Another significant area of Chinese investment in the UK is that of the energy sector, Zhou says, and this in particular relates to Chinese companies' increasing trading of energy like oil and gas on London's commodities markets.
"As a financial capital, London has very advanced and developed commodities markets, and many Chinese firms are now buying important resources here to use in China," he says.
Furthermore, Chinese banks are now greatly expanding in London's financial center, to assist Chinese companies that invest in Europe through lending and financing activities, Zhou says.
Of particular significance is the recent awarding of branch license to two Chinese banks, Industrial and Commercial Bank of China, and China Construction Bank, allowing these banks to massively expand their activities in London, he says.
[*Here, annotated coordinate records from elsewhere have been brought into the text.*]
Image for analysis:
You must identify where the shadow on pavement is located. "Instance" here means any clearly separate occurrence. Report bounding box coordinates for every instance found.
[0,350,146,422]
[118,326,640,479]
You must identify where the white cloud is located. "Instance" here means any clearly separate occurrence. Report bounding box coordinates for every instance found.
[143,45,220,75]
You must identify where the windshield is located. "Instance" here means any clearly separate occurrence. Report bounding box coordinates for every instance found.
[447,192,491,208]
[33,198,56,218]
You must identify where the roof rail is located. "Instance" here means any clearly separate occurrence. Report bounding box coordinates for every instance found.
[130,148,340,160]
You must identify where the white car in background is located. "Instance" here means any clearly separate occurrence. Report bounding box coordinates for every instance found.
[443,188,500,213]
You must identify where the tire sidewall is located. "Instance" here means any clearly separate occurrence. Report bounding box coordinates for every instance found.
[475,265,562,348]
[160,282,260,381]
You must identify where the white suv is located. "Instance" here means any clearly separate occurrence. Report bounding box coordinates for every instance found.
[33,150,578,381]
Previously, foreign banks in London can only open subsidiaries, which have lending and financing abilities proportional to their UK balance sheet. But lobbying activities led by Chinese banks have subsequently led to regulatory changes allowing foreign banks to open branches, which have lending capacity proportional to their parent companies.
Chinese investment abroad is also now increasingly focused on the infrastructure sector, using its expertise and technology accumulated in the domestic market to take on complex infrastructure products overseas.
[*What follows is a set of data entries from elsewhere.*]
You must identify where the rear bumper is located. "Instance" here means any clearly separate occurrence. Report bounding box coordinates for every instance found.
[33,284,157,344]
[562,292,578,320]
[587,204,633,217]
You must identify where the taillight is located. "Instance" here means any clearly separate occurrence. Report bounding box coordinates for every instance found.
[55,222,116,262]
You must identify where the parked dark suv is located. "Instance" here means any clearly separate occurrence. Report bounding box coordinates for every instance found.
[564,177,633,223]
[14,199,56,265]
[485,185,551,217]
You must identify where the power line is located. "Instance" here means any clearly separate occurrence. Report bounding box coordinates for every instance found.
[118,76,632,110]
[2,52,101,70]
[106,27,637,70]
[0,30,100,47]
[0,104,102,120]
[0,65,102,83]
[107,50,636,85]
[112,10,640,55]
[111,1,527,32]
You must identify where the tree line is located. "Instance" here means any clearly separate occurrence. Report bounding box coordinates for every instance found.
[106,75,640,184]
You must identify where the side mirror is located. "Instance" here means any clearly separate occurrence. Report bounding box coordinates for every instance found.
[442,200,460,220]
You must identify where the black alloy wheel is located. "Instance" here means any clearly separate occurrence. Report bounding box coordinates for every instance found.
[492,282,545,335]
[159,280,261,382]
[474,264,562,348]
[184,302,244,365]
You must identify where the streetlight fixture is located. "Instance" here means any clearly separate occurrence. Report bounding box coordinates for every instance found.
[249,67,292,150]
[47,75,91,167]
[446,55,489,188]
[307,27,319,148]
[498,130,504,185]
Two Chinese nuclear power companies have recently reached an agreement to invest in two planned reactors in the UK at Hinkley Point C in Somerset. Led by France's EDF Group, the pair of reactors will cost 14 billion pounds. China General Nuclear Power Group and China National Nuclear Corp are expected to have a combined 30 to 40 percent stake in the consortium, with France's Areva taking another 10 percent.
Another high profile project is the HS2, the UK's high-speed rail network plan that has attracted Chinese interest, although the bidding process for the project has yet to begin. The first phase of construction should last from 2017 to 2026. The first train services will run between London and Birmingham starting in 2026.
"China has great technical expertise in the nuclear and high-speed rail sectors, because we are constantly building such infrastructure in our home market. Doing such projects in the UK market is helpful for our companies to establish a global footprint in the longer term," Zhou says.
He says Chinese companies have great potential to make these infrastructure projects financially viable for themselves, as they have the experience in keeping construction costs and operation costs low, while ensuring quality and keeping projects to the agreed time schedule.
Zhou adds that the use of Chinese technology in the UK is also helpful in helping the UK diversify its technology, in sectors like nuclear energy, where no supplying country or company have monopoly over such a strategically important sector of the UK economy.
Looking into the future, Zhou says that the increasingly close China-UK relations will act as a catalyst to the growth and development of China-EU relations.
Increasing Chinese investment in the UK will help many Chinese companies to become more and more competitive on an international stage, preparing for their further expansion in Europe, Zhou says.
As well, the success of crucial Chinese investment in the UK's infrastructure sector will allow Chinese technology to gain trust, and in the future be accepted and used in more European countries, he says.